The products that fall into this category are normally run 24 hours a day throughout the entire month. They are active as much time as z/OS and the CPU itself. Most clients run these major sub-systems in all the LPARs on a CPU. The key point regarding these products is that cost is based on the peak usage of the LPARs in which they run rather than how much CPU the individual product uses. For example, assume Db2 is run in all LPARs using the CPU example above, where the z/OS usage was 854 MSUs. In this case, Db2, and each of the other major sub-system running in all the LPARs, would also be billed at 854 MSUs. Because of this, clients want to reduce the peak hour usage of any or all LPARs where the major sub-systems are run. Some considerations are:
- Is it necessary to run these major sub-systems in all LPARs? Is it possible to run them in only 2 or 3 LPARs instead on a machine that has 4 LPARs? Is it possible to run CICS and/or IMS in only 2 LPARs even though Db2 and/or MQSeries is needed in all 4 LPARs?

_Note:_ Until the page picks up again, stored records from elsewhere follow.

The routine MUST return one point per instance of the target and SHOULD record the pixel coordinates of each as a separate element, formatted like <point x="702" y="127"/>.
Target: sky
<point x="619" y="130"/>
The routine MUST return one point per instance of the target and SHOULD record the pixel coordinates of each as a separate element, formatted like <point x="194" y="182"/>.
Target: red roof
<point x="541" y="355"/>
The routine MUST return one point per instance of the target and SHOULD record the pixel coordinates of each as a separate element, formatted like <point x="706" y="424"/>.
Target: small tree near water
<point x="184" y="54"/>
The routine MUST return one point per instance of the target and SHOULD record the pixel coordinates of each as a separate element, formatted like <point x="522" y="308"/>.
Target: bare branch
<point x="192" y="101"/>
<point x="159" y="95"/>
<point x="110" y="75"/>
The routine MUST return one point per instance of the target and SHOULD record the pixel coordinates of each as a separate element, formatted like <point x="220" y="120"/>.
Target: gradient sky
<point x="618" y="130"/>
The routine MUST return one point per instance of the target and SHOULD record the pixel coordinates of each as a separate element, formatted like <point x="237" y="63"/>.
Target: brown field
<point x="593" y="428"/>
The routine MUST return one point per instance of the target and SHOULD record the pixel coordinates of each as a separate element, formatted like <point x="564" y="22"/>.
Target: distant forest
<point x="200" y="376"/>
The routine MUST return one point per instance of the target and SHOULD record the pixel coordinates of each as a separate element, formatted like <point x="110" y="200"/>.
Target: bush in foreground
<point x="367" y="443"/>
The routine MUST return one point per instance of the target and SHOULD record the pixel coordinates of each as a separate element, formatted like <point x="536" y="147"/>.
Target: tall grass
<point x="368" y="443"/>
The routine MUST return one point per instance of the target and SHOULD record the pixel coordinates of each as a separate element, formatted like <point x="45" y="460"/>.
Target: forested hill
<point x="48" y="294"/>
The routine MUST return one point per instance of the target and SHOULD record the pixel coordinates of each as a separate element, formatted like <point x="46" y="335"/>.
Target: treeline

- Can these online related sub-systems be removed from LPARs where a lot of batch work is run? Looking at this in a different light, can batch work be removed from LPARs which primarily do online work? The goal is to run batch (non-metered) in different LPARs than where the major online systems (metered) are run.
- New LPAR(s) could be setup which would run z/OS and batch and no online systems. As much as possible of the batch work from all the other LPARs would be run in the new LPAR(s). The result is that the overall z/OS usage would remain the same, but the LPAR usage of “online” LPARs would be reduced. If this occurred, the cost of all the major sub-systems would decrease.
- Again, capping LPARs and/or groups of LPARs can result in lower major sub-system costs.
Although the compilers and NetView only contribute a small amount to the run rate, their usage should be reviewed. COBOL and PL/I are only run when needed but to reduce their overall cost, they should avoid being in LPARs in which online usage is big. NetView is probably run 24 hours a day so the consideration is whether it is needed in all LPARS.
I described two initiatives that should be considered regarding the IBM MLC run rate. First, reduce the peak hour (R4HA) CPU usage to lower the cost of z/OS. This would also reduce peak hour LPAR(s) usage which would lower major sub-systems cost. Second, reduce the peak hour (R4HA) of LPARs where major sub-systems are located by separating metered usage (sub-cap) from non metered usage (e.g., batch work).
Finally, once the peak hour usage has been reduced, the next project is to reduce the new “lower” peak, etc., etc., etc.
It would be interesting to know if clients have been able to change the contents of LPARs by separation of batch and online with a resulting savings in MLC run rate. Does anyone has a success story using this approach?